Das Mädchenzimmer - REVISITED ist die willkürliche, symbolische Setzung eines unmöglichen Ortes: Jenes Zwischenraumes, den nicht nur jede Frau, jedes ”Frauenzimmer” (wie bezeichnenderweise das weibliche Geschlecht früher genannt wurde und heute in Bayern immer noch ab und zu gebräuchlich ist, vor allem: so ein eingebildetes Frauenzimmer) temporär passiert, sondern der sie vielmehr als Ort der Produktion von ”jungem, weiblichem Geschlecht” recht eigentlich symbolisiert, wird hier zum physisch betretbaren, abgezirkelten Realraum, in dem es viel zu hören und zu sehen gibt. Pia Lanzinger versteht ihren Raum als Modell einer ”oral”, anzufügen wäre ”visual” history, oder besser herstory. Aber es geht nicht nur um die Geschichte der Erkenntnis, wie Frau/Mädchen über arbiträre Begriffe, Zeiträume, Handlungs- und Erzählmuster als Reales konstruiert wird, sondern es geht vielmehr darum, wie sich Frauen und Mädchen diesen Raum zunutze machen, sich mittels dieses Raumes als Konstruierte erkennen und sich dazwischen selbst re-konstruieren.
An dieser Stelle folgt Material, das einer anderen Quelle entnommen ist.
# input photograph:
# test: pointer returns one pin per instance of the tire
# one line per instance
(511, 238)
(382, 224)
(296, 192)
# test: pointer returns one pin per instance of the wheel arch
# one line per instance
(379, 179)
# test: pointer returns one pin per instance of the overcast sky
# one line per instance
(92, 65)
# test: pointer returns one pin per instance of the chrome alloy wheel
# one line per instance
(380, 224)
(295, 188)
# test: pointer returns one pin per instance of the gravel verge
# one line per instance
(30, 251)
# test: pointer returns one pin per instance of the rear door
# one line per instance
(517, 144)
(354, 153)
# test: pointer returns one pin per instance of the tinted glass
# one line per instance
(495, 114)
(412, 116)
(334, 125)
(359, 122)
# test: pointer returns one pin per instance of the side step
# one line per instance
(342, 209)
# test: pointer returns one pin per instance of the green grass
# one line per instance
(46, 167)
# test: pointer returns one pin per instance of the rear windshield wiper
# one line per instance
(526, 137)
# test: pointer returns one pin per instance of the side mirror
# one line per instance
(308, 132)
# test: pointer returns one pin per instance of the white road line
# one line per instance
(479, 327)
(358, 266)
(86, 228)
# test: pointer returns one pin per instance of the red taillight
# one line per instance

Dieses Mädchen, das ich einmal war, das ich nicht (mehr) bin, weil ich eine Frau, ein Mann (im Mädchenzimmer können auch Männer nachträglich erkennen, daß sie den Ort des Mädchens eingenommen und schon wieder verlassen haben) bin, aber das ich jetzt gerade, nur jetzt, im Moment des Hörens der Rezeptionsgeschichten, des Betrachtens der Münchner Kunstraums-Ausstellungsfragmente, der alten Fotos, der Briefe, im Sitzen auf den Kissen, im Herumgehen im Raum, sein kann: Das Mädchenzimmer - REVISITED gestattet es, im Sich-Einlassen auf diskontinuierliche Rezeptionsmuster und fragmentarische Erzählstücke, die an eigenes erinnern und damit für einen kurzen Augenblick des Vergessens zu Eigenem werden, den paradoxen Status ”Mädchen” als mögliche Existenzweise lebbar zu machen.